A favourite for website mauling and generally overlooked by most other sources ‘Web of Deception’ is a nifty little thriller in the Hitchcockian tradition, produced by Tsui Hark for Film Workshop for added kudos. In leads Brigitte Lin, Joey Wong and Pauline Wong it also features a triumvirate of top-drawer Hong Kong actresses. For trivia fans each actress has played a succubus in a memorable fantasy film; Lin in ‘Ghost in the Mirror’ (her sophomore effort), Joey Wong in the ‘Chinese Ghost Story’ series and Pauline Wong in ‘Mr. Vampire’ and ‘Mr. Vampire 2’. But, in this taut tale of corruption, betrayal and greed their targets are not men but each other. Indeed, apart from Waise Lee as a police inspector and Cat’s evil loan shark, this is mainly a man-free zone.

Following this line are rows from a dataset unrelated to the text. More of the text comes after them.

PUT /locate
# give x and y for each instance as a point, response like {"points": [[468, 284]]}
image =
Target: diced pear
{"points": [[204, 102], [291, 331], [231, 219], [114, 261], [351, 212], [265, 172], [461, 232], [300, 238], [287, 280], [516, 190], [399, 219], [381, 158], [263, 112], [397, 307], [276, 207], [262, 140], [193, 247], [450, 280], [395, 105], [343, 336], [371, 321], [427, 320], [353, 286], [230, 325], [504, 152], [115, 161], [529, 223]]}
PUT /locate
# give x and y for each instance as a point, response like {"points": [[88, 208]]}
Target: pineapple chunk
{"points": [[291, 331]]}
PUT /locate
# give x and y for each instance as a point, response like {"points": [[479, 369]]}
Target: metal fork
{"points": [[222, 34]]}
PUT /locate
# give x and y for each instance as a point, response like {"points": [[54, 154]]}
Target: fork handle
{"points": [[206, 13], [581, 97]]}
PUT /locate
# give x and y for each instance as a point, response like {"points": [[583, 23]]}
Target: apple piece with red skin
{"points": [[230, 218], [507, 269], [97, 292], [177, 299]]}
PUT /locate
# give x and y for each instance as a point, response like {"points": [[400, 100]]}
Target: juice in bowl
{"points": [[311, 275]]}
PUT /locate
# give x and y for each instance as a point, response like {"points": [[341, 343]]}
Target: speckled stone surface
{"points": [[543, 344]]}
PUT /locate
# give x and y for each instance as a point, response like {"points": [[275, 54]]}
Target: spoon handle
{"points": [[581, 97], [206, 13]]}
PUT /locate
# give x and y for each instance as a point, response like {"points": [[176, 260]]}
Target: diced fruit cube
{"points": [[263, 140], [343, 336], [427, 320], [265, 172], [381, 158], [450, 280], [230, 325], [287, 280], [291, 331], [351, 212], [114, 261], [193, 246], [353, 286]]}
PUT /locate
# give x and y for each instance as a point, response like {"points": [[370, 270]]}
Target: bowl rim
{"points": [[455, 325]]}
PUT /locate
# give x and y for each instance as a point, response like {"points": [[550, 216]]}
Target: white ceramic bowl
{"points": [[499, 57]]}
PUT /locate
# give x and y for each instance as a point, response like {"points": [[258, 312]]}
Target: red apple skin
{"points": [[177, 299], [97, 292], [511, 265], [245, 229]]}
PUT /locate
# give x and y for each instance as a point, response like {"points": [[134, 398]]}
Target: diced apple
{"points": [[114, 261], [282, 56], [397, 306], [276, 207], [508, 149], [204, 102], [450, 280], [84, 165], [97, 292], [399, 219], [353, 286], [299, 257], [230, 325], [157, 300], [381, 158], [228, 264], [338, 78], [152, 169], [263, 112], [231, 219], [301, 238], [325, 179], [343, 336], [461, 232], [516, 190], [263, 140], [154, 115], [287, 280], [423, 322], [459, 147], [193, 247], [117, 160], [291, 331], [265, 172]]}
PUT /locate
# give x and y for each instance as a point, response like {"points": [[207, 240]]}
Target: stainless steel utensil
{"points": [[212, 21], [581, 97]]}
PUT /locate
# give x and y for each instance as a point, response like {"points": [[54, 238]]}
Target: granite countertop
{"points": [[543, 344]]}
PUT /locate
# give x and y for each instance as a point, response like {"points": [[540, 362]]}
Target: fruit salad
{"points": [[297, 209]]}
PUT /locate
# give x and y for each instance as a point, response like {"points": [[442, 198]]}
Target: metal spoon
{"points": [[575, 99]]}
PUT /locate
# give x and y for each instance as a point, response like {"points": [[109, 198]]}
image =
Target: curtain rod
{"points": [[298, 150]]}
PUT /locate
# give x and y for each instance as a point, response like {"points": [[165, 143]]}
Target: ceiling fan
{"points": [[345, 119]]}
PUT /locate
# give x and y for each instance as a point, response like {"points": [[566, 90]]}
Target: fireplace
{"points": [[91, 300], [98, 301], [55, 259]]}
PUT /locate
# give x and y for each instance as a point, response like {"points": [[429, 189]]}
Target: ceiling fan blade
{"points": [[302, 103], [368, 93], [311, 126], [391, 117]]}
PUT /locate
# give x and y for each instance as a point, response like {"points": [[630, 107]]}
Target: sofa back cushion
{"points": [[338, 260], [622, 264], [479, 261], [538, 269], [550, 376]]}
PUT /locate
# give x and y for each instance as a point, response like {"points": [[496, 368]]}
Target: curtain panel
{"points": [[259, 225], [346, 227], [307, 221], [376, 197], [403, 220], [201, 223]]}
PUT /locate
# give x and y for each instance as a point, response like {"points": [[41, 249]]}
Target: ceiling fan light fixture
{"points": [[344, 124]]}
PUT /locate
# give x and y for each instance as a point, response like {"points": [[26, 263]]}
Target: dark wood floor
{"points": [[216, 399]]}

Jane (Lin) is a professionally troubled barrister relocating to Canada and leaving behind her faithful assistant May (Pauline Wong). Bitter at being passed over, May has started secretly blackmailing her boss and arranges for her best friend Queenie (Joey Wong) to steal $1m from Jane’s house to pay off the loan shark of Queenie’s reprobate twin sister Cat (also Wong).
Inevitably, the deception spirals into violence and murder, with Jane, May, Queenie and Cat locked into a deadly game of wits in Jane’s large, isolated mansion.
‘Web of Deception’ is a finely tuned, well-designed engine of tension, drawing from such classics as ‘Vertigo’, ‘Les Diaboliques’, ‘The Shining’ and ‘Halloween’, and even borrowing John Williams’ ‘Jaws’ theme to further up the tension!
Underrated director David Chung employs a fluid steadicam to prowl the confines of Jane’s house, as the characters attempt to outfox each other to stay alive. As John Carpenter did with ‘Halloween’, Chung uses expert compositions and the edges of the frame to reveal incriminating evidence or hidden characters. Contrivances abound and Lui Fa’s script does not withstand scrutiny, but Chung’s direction tightens the screws with vital information and a troublesome corpse tantalizingly hidden from other characters then revealed with unexpected abruptness.
Lin is physically restrained here but expertly conveys the shock and terror of betrayal and Wong has a ball playing both the saintly Queenie and the deadly Cat, while a cameoing Elizabeth Lee is the subject of Jane’s own blackmail attempts. But, true honours go to Pauline Wong whose nuanced performance drives the plot and emotion of ‘Web of Deception’. Unfortunately, she is omitted from the climax, a pedestrian battle between Lin and Joey Wong in a runaway car.
The true set piece is an earlier dinner scene, with Cat, Jane and May avoiding eating the potentially poisoned feast while maintaining a veneer of normalcy. A fine staged scene of darkly comic paranoia, it best illustrates the film’s strengths.
A great slice of suspense with three great turns from three female greats, it is a shame ‘Web of Deception’ appears to be David Chung’s final film to date. With this, ‘Magnificent Warriors’ and ‘Royal Warriors’ he was emerging into a director of considerable talent.